Judge ousted in base rampage case
The US military's highest court has ousted the judge in the Fort Hood massacre case and threw out his order to have the suspect's beard forcibly shaved before his court-martial.
The US Court of Appeals for the Armed Forces ruled that Colonel Gregory Gross did not appear impartial while presiding over the case of Major Nidal Hasan.
Hasan faces the death penalty if convicted of the 2009 shootings that killed 13 people and wounded more than two dozen others on the Texas army base.
But the court said it was not ruling on whether the judge's order violated Hasan's religious rights. Hasan has argued that his beard is a requirement of his Muslim faith, although facial hair is against US Army regulations. "Should the next military judge find it necessary to address (Hasan's) beard, such issues should be addressed and litigated anew," judges wrote in the ruling.
Hasan appealed after Col Gross ordered that he must be clean-shaven or be forcibly shaved before his military trial. The court-martial had been set to begin three months ago, but has been on hold pending the appeals.
In a statement issued on Monday night, Fort Hood officials said proceedings in the case would resume after a new judge was appointed by the army's highest legal branch. That indicates army prosecutors will not appeal against the ruling to the US Supreme Court.
An army appeal court had upheld the shaving requirement in October, but on Monday the US Court of Appeals for the Armed Forces said the command, not the judge, was responsible for enforcing grooming standards.

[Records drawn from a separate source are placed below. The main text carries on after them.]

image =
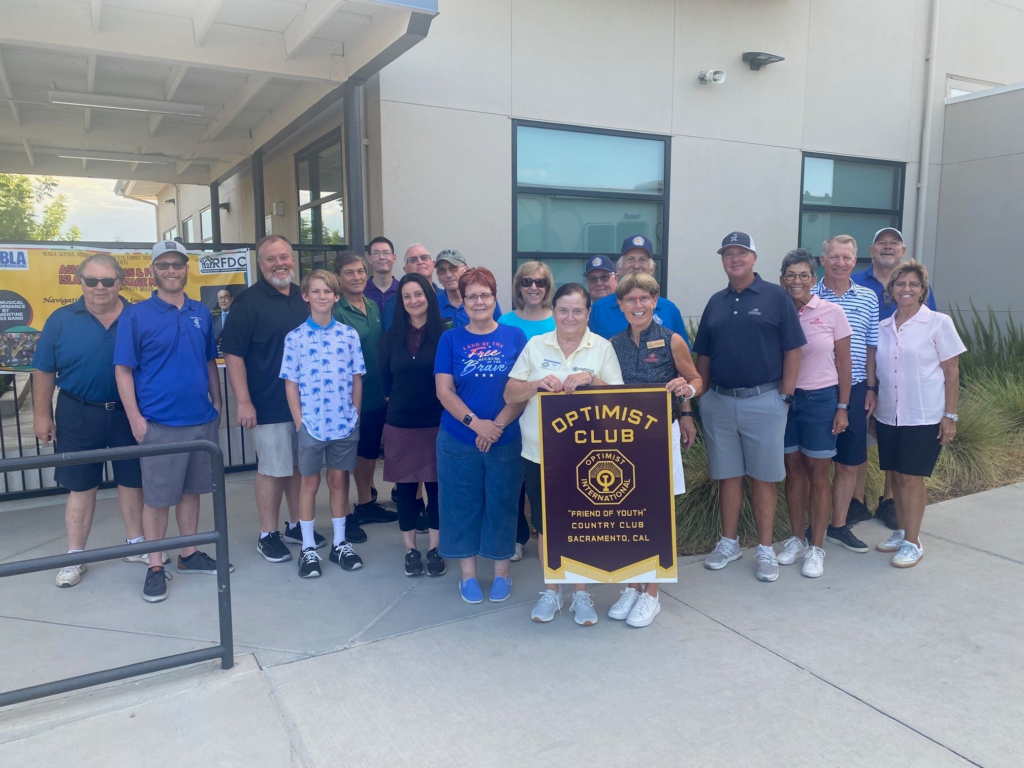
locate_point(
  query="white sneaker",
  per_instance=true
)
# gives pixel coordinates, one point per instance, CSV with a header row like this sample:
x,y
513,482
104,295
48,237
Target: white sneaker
x,y
908,555
69,576
549,604
793,549
622,608
893,543
813,562
725,552
583,606
644,611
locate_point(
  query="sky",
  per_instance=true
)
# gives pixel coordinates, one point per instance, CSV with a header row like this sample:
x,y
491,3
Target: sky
x,y
102,215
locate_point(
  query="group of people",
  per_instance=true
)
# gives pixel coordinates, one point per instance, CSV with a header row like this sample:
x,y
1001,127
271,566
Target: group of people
x,y
793,379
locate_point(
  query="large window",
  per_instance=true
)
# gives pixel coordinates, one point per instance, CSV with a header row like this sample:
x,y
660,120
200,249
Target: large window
x,y
849,196
581,192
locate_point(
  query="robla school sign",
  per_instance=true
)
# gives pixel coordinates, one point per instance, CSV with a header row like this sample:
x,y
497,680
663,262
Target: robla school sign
x,y
606,485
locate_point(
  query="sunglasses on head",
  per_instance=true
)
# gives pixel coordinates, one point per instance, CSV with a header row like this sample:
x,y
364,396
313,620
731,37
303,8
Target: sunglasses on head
x,y
92,282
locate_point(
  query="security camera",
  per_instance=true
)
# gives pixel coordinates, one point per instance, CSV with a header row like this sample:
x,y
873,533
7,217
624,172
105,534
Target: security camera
x,y
712,76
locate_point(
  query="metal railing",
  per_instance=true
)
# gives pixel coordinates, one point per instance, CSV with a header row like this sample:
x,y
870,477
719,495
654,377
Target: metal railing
x,y
224,650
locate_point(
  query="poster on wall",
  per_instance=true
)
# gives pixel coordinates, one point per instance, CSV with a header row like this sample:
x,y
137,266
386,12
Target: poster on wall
x,y
35,282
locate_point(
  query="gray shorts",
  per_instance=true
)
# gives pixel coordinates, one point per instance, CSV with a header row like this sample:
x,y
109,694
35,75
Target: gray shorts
x,y
341,454
744,435
167,478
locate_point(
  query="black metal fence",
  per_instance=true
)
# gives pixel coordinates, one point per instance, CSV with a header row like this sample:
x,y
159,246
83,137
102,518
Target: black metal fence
x,y
224,650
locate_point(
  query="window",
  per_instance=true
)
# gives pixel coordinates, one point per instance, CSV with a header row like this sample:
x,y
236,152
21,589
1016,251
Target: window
x,y
581,192
849,196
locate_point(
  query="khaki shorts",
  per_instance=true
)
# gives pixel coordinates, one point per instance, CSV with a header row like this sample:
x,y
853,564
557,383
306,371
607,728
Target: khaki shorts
x,y
276,449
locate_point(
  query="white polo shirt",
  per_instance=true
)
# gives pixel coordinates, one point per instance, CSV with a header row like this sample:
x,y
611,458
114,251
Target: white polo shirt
x,y
911,386
543,356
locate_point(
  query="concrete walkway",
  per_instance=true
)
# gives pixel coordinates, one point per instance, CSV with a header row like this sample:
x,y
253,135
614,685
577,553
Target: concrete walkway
x,y
866,666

The ruling said that was one example of how Col Gross did not appear impartial in the case.
Col Gross had repeatedly said Hasan's beard was a disruption to the court proceedings, but the military appeal court ruled that there was insufficient evidence to show that his beard interfered with the hearings. Col Gross found Hasan in contempt of court at six previous pre-trial hearings because he was not clean-shaven, then sent him to a nearby trailer to watch the proceedings on a closed-circuit television. The appeal court's ruling also vacated the contempt of court convictions.
At a June hearing, lead defence lawyer Lt Col Kris Poppe said the judge showed a bias against Hasan when he asked defence lawyers to clean up a court restroom after Col Gross found a medical waste bag, adult nappy and what appeared to be faeces on the floor after a previous hearing. Hasan, who is paralysed from the waist down after being shot by police on the day of the shootings, has to wear nappies, but the mess in the restroom that day was mud from a guard's boots, Lt Col Poppe said.
"In light of these rulings, and the military judge's accusations regarding the latrine, it could reasonably appear to an objective observer that the military judge had allowed the proceedings to become a duel of wills between himself and (Hasan) rather than an adjudication of the serious offences with which (Hasan) is charged," judges wrote in the ruling.